Combinatorical and Algebraic Structures Seminar

Session details

Date: 3.3.2006
Speaker: Jean-Pierre Gazeau, APC, Université Paris VII
Title: Mathematics of the Diffraction
Abstract: It is well known that the diffraction pattern of a periodic structure is periodic. This property is based on the ubiquitous Poisson summation formula. Beyond this basic feature of harmonic analysis, the diffraction is a certain fashion to look at a structure made up of scattering centers, like the atoms in a solid material, and the outcome of the diffraction experiment gives an approximate representation of the spatial organization of the real structure. As a matter of fact, the diffraction pattern of a glass is diffuse, thus reflecting the randomness of the atomic position. On the other hand, the diffraction pattern of an aperiodic structure like a Penrose tiling or a quasicrystal shows features which are the mark of a long-range order in the disposition of the scattering centers.
A certain number of rigorous results have been established during the last ten years in mathematics of the diffraction. Proofs are based on measure and distribution theory and on harmonic analysis.
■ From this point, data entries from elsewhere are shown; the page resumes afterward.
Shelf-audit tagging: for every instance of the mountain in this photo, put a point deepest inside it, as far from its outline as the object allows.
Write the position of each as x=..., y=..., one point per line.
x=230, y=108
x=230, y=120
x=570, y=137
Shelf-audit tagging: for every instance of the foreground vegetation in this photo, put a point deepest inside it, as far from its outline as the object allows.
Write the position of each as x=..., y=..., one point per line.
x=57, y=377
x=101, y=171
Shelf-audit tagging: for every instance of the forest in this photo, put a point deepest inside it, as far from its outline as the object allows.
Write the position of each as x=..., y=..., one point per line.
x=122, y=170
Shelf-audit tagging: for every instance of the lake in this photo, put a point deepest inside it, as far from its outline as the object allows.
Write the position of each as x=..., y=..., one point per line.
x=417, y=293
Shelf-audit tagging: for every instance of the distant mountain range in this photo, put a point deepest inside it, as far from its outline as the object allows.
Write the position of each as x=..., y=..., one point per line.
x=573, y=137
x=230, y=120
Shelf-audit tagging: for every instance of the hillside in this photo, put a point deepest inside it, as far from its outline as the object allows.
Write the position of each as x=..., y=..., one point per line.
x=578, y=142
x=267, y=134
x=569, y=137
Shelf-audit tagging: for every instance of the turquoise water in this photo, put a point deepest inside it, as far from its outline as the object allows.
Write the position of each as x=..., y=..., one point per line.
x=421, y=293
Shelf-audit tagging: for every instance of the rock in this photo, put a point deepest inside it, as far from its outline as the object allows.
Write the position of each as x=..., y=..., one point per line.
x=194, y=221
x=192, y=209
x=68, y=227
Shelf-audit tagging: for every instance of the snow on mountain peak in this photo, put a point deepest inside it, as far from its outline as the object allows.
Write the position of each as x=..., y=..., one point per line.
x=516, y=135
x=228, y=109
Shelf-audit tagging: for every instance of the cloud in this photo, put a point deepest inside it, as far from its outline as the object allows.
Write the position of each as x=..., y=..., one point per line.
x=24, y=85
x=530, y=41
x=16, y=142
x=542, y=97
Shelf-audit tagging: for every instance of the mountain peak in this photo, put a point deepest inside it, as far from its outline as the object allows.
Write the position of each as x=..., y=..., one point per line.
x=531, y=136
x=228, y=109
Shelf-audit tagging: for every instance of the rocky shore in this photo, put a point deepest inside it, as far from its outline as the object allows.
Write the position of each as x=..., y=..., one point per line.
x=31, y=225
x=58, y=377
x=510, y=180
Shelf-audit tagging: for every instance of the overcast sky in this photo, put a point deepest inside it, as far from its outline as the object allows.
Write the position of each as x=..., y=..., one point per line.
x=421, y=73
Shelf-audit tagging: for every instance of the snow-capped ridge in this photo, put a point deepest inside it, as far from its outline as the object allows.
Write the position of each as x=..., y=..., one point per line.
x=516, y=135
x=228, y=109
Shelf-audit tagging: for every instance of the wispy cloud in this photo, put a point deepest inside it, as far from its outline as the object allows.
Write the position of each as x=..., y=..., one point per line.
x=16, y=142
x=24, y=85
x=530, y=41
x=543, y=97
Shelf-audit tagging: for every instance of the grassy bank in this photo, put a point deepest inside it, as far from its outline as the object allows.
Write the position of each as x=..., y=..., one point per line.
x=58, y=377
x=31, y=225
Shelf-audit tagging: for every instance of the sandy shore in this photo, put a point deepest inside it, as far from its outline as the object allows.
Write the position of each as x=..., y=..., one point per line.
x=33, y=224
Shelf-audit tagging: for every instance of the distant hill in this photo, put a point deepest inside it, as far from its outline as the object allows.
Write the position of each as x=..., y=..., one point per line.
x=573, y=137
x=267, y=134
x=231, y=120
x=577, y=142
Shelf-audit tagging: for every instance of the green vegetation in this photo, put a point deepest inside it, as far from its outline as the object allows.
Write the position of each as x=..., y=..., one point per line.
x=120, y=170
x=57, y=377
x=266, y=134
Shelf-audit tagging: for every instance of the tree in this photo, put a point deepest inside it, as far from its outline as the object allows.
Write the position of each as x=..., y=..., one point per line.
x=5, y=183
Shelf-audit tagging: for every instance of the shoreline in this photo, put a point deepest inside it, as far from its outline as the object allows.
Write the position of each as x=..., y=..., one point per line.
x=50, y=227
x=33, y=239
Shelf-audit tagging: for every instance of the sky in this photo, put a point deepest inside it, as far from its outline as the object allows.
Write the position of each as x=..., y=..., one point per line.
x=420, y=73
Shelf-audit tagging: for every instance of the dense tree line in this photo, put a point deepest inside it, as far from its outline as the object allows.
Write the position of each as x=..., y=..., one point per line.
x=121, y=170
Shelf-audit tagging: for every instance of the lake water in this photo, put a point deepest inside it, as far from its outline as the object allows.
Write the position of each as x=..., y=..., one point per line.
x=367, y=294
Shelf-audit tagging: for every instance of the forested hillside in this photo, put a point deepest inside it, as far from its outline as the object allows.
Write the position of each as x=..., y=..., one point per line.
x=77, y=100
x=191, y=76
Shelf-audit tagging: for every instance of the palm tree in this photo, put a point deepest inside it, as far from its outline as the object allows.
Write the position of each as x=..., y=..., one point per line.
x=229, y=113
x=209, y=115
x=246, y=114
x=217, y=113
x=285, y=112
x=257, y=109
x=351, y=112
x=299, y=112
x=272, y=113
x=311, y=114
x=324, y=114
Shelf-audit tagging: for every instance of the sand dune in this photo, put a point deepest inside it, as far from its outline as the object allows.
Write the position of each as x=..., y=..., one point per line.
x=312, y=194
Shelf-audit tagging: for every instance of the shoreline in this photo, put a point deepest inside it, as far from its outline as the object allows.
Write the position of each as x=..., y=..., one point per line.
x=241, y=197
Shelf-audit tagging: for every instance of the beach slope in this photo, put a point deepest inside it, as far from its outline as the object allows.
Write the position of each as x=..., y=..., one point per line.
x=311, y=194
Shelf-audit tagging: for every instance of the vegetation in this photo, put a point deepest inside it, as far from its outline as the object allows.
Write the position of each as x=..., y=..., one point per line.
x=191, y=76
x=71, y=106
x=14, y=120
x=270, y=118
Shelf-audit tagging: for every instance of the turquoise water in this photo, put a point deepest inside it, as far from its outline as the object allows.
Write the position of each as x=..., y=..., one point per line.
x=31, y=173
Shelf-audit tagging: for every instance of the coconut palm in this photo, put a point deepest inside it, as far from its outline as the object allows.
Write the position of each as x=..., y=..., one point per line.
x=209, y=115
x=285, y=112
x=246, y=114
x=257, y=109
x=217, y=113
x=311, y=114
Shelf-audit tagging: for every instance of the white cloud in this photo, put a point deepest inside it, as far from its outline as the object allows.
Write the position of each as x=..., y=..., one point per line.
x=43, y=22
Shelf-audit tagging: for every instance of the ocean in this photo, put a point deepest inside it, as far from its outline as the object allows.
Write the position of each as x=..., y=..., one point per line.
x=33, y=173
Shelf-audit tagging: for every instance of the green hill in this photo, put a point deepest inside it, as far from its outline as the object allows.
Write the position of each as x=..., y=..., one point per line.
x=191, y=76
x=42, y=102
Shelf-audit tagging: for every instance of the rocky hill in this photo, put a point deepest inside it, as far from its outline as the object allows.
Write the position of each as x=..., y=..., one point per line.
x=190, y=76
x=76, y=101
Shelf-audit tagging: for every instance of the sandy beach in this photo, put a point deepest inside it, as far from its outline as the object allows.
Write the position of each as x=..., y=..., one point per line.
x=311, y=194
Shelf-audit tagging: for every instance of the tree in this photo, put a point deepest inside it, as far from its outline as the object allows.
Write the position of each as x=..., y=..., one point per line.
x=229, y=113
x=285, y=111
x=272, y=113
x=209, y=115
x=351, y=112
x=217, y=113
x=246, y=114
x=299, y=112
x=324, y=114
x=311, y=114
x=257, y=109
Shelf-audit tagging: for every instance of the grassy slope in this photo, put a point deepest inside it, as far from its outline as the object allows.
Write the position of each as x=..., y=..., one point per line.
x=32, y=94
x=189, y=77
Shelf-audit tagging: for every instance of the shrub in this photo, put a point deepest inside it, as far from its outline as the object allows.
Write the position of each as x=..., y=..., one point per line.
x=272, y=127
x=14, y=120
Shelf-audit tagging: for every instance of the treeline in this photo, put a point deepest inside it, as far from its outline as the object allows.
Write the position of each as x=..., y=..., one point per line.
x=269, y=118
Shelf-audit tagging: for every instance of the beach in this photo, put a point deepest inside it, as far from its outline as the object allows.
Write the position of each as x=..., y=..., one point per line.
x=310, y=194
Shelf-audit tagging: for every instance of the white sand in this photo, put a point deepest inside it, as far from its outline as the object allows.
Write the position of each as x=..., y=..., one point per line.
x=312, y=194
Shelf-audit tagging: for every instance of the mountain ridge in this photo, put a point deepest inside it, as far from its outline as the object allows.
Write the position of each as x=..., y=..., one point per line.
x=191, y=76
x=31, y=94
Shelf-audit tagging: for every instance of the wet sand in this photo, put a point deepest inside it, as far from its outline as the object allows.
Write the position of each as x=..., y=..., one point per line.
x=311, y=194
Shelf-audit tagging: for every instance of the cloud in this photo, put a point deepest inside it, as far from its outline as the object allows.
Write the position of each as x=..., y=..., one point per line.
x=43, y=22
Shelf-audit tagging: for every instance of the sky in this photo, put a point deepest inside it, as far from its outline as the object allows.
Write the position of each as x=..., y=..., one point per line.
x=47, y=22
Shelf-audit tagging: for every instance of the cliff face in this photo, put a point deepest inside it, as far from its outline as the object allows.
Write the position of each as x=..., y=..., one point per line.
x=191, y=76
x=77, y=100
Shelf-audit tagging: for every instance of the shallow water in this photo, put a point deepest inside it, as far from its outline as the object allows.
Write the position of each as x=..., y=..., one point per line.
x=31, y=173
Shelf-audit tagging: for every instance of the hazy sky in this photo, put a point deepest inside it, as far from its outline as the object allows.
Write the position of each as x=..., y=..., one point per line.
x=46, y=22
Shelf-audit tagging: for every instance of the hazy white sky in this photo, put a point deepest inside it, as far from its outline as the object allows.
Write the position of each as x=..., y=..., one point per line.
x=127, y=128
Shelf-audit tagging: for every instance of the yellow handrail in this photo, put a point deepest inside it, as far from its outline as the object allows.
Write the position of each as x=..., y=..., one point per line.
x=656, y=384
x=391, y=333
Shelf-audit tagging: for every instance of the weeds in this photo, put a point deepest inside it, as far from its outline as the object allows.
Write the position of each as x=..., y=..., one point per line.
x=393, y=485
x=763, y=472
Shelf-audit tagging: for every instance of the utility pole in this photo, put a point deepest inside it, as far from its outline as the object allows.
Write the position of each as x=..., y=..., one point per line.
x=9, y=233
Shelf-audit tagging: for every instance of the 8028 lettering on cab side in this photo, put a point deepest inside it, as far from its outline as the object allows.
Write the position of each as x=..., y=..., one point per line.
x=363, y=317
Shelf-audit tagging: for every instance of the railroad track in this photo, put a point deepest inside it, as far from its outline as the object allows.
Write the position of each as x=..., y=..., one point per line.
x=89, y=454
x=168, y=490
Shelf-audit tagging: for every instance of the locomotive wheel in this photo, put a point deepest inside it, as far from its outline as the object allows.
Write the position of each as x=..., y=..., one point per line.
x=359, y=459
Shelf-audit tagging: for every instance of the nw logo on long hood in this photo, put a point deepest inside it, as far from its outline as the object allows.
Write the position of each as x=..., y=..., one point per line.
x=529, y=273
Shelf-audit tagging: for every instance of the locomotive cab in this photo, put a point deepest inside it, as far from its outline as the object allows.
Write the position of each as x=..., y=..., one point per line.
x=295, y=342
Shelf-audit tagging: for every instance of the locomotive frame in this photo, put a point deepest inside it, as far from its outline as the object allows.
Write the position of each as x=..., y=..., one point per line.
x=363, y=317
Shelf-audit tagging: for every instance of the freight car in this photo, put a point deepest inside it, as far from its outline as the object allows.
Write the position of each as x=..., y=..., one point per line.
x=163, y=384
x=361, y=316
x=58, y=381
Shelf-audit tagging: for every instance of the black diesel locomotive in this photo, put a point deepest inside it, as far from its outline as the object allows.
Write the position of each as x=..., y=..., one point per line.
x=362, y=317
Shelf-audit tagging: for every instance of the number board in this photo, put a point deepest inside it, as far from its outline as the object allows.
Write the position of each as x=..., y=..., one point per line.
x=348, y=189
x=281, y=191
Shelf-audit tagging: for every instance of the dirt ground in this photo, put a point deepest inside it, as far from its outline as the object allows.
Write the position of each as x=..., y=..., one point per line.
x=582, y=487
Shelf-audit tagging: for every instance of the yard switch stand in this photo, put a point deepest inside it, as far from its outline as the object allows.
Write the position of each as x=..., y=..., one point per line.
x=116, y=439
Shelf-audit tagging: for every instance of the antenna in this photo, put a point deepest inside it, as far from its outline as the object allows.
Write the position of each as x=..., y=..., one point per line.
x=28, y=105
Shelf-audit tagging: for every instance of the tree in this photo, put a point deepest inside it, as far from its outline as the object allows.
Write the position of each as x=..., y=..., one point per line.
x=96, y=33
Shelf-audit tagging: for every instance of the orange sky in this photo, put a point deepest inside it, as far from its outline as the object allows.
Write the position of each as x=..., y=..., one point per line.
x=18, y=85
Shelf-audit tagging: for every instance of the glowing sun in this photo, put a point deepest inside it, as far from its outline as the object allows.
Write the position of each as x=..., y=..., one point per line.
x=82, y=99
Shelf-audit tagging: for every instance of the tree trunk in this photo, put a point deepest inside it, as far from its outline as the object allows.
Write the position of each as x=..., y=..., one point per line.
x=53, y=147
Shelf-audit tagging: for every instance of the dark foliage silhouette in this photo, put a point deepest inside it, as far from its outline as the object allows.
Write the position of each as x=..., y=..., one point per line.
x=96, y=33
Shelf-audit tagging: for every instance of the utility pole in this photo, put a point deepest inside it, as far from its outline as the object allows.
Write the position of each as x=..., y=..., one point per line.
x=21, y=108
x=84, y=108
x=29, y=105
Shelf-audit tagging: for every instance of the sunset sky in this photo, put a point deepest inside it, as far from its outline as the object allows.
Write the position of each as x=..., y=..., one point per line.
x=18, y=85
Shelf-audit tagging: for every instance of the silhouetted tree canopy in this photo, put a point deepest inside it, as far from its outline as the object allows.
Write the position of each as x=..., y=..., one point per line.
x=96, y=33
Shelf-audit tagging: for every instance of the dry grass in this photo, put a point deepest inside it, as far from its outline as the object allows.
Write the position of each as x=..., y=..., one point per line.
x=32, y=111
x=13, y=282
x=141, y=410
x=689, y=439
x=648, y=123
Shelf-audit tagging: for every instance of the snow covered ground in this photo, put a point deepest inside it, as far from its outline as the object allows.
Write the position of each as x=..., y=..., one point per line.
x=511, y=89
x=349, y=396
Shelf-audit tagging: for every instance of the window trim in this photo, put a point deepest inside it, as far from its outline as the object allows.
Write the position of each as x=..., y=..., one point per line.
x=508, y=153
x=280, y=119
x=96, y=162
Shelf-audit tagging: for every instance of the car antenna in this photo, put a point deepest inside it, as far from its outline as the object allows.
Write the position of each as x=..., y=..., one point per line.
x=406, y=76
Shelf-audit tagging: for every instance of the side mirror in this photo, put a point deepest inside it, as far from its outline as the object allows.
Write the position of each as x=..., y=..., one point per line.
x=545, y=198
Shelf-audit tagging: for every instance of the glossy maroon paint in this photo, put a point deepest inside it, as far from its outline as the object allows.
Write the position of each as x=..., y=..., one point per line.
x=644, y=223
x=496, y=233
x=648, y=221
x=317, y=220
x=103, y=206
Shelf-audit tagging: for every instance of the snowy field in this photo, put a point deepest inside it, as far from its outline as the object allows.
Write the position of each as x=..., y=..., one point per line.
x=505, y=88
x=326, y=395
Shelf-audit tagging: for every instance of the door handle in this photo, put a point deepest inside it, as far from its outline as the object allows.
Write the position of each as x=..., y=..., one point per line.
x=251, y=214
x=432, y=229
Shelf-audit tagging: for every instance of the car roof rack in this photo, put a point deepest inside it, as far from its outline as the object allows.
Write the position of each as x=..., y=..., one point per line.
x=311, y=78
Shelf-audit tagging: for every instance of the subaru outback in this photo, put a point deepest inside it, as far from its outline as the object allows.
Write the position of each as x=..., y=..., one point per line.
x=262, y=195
We propose in this course to give a detailed list of these mathematical results, most of them with proofs, after presenting the mathematical background issued from measure theory (especially translation bounded Radon measures), from distribution theory, and from harmonic analysis combined with the theory of almost-periodic functions. The lessons will be illustrated by various numerical and experimental examples.